Student Paresh Dave of the Annenberg School of Communication and Journalism at the University of Southern California (USC) has written an incisive story about how national security whistleblowers can protect themselves while blowing the whistle on misconduct by government officials. Dave's story is called, "Whistleblowers Have Some Protection, If They Leak To The Right People." He notes that the government is currently investigating detained Specialist Bradley Manning to see if he could be the source for the WikiLeaks.org release of 91,000 classified State Department cables. Dave spoke with me about my prior blog post about how Manning might have protected himself if he had consulted a lawyer before blowing the whistle on the unnecessary civilian casualties of the wars in Iraq and Afghanistan. If he had learned about the Military Whistleblower Protection Act, 10 U.S.C. § 1034, he could have made his disclosures to members of Congress and preserved a legal defense to the impending charges.
Dave's article is clear about the shortcomings of the whistleblower protections for military and federal civilian employees.
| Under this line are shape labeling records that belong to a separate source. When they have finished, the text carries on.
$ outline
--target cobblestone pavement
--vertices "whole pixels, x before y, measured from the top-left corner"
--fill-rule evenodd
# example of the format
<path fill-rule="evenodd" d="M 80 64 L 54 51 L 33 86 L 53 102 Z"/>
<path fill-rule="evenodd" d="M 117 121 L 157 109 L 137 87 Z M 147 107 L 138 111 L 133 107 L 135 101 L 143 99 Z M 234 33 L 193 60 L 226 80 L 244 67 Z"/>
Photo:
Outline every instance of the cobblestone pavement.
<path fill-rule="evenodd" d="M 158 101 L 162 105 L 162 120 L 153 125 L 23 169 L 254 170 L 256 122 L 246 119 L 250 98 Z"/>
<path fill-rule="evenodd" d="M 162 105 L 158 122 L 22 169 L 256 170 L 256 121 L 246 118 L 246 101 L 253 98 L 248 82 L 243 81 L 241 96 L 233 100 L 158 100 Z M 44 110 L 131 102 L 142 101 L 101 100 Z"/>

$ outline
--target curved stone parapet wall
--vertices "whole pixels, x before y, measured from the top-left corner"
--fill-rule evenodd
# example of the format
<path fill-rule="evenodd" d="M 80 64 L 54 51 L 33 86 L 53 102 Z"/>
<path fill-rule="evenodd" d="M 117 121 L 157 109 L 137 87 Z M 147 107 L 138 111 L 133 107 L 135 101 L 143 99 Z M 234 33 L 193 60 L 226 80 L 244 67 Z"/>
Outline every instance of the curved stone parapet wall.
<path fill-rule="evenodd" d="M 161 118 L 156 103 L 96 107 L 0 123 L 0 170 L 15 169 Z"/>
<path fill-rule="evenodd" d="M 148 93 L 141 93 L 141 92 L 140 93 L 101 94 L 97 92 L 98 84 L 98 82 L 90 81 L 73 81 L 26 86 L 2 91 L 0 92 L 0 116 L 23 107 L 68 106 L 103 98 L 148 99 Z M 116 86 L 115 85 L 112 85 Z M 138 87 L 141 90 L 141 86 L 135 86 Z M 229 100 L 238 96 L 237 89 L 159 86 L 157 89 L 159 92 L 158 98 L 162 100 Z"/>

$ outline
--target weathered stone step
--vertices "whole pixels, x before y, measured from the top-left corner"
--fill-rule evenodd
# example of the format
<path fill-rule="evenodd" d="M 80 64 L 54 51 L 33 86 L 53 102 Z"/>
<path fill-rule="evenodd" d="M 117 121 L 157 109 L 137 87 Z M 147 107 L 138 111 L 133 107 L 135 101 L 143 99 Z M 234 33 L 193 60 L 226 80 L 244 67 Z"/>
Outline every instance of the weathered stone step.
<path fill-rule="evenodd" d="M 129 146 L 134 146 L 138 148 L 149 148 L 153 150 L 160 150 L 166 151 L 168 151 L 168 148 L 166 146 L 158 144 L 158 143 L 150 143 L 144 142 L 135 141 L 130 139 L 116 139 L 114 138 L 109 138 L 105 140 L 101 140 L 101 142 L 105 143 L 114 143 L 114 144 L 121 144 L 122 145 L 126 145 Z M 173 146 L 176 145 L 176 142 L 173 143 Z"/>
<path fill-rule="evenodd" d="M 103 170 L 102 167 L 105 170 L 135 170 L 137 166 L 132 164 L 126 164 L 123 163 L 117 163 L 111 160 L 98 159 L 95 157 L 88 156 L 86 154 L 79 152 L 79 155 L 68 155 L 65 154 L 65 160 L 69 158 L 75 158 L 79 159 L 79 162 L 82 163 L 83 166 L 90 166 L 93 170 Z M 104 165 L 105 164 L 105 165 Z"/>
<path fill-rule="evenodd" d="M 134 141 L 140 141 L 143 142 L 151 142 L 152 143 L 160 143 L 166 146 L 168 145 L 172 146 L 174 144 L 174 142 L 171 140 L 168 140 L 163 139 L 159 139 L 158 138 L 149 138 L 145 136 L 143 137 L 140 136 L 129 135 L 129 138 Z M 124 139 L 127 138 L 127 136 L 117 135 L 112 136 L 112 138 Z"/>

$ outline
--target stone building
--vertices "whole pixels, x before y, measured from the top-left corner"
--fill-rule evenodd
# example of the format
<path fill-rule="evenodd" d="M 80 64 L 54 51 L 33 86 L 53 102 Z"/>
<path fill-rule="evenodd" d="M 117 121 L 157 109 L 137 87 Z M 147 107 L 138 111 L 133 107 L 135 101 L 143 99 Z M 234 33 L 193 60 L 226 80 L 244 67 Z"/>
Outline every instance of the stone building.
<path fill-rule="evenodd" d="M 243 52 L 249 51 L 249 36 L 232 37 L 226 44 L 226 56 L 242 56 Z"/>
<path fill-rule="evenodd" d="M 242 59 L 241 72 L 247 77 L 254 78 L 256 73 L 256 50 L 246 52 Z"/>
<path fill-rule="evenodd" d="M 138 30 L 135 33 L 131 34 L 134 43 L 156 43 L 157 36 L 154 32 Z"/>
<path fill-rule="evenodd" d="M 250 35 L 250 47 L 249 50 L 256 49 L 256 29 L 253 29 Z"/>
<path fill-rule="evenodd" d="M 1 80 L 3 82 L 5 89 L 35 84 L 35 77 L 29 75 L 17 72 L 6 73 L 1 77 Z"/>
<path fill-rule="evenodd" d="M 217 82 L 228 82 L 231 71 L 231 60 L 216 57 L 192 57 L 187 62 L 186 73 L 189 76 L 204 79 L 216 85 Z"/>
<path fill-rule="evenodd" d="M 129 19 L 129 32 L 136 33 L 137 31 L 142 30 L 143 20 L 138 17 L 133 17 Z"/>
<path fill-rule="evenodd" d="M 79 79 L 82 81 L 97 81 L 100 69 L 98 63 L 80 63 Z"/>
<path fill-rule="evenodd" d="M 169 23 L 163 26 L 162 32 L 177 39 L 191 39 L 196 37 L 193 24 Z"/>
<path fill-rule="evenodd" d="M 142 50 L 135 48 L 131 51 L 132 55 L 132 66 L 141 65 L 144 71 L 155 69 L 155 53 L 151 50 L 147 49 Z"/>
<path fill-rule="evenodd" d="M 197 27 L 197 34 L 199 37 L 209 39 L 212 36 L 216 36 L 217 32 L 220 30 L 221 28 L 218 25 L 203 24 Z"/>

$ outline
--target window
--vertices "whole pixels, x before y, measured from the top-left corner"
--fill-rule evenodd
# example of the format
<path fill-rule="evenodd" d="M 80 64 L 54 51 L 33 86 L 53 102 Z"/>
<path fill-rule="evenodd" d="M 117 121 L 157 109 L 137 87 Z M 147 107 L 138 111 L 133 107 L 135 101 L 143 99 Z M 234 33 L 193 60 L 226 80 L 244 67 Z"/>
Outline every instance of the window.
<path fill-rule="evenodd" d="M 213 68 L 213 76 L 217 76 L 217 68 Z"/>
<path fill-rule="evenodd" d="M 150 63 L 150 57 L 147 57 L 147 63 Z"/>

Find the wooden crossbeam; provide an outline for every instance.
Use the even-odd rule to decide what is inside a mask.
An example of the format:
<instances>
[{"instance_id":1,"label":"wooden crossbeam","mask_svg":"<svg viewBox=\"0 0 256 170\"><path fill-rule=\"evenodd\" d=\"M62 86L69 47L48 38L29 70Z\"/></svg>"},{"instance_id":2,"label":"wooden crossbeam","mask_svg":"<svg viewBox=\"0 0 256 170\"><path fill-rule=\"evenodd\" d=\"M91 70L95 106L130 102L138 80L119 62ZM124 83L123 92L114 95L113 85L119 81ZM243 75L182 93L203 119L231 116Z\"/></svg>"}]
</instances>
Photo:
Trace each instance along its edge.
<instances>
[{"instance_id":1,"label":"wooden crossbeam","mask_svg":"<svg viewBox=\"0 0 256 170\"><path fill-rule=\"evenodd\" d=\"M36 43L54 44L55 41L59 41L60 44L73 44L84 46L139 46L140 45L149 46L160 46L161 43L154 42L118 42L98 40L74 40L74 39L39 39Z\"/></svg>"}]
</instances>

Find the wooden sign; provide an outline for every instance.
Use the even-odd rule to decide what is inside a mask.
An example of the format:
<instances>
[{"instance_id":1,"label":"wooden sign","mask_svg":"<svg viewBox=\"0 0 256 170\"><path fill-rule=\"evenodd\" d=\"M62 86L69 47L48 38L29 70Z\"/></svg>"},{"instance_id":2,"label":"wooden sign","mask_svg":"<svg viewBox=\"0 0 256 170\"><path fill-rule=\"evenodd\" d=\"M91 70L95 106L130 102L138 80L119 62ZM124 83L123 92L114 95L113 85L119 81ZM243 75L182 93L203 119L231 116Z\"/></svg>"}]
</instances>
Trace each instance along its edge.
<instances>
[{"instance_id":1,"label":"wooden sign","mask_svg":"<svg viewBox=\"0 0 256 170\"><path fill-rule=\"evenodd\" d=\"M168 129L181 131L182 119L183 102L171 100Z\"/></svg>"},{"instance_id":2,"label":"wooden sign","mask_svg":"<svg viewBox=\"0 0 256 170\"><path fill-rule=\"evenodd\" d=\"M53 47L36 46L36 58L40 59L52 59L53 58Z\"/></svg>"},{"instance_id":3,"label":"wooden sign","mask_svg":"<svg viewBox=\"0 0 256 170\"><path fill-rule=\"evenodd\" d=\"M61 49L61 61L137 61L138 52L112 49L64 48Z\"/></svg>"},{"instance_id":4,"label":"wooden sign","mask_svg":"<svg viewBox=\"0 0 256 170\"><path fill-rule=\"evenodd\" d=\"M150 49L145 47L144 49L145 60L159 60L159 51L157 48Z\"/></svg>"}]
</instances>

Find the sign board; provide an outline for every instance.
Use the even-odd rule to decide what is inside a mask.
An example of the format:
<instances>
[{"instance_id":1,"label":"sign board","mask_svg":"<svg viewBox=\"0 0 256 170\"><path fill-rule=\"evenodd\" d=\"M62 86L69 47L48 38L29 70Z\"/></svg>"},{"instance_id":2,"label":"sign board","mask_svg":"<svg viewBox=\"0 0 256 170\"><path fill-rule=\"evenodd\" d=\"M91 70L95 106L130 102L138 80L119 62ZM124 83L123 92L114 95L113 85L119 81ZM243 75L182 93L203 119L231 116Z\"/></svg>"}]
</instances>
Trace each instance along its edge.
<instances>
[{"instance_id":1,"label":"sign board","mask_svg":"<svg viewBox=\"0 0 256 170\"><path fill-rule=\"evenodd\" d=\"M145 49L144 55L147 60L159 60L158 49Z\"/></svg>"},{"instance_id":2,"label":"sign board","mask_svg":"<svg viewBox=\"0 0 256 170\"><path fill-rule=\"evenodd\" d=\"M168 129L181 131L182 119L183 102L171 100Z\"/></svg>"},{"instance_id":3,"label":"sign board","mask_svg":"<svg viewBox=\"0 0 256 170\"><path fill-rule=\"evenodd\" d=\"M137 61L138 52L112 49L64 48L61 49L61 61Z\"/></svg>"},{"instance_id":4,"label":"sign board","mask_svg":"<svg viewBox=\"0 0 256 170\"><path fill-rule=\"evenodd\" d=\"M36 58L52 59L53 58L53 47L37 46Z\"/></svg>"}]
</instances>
Congress has created a patchwork of whistleblower protections that give employees in certain private industry sectors, and certain state and local government employees protection from retaliation through private causes of action. It has not done so for military personnel, and the federal civilian employees are shunted to the disappointing Merit System Protection Board.
Dave's article also mentions a mark-up that had been scheduled for yesterday in the House Committee for Oversight and Government Reform on the Whistleblower Protection Enhancement Act, HR 1507. That mark-up was canceled on short notice. The prospects for passing meaningful improvements in whistleblower protections for federal employees are now dimmer.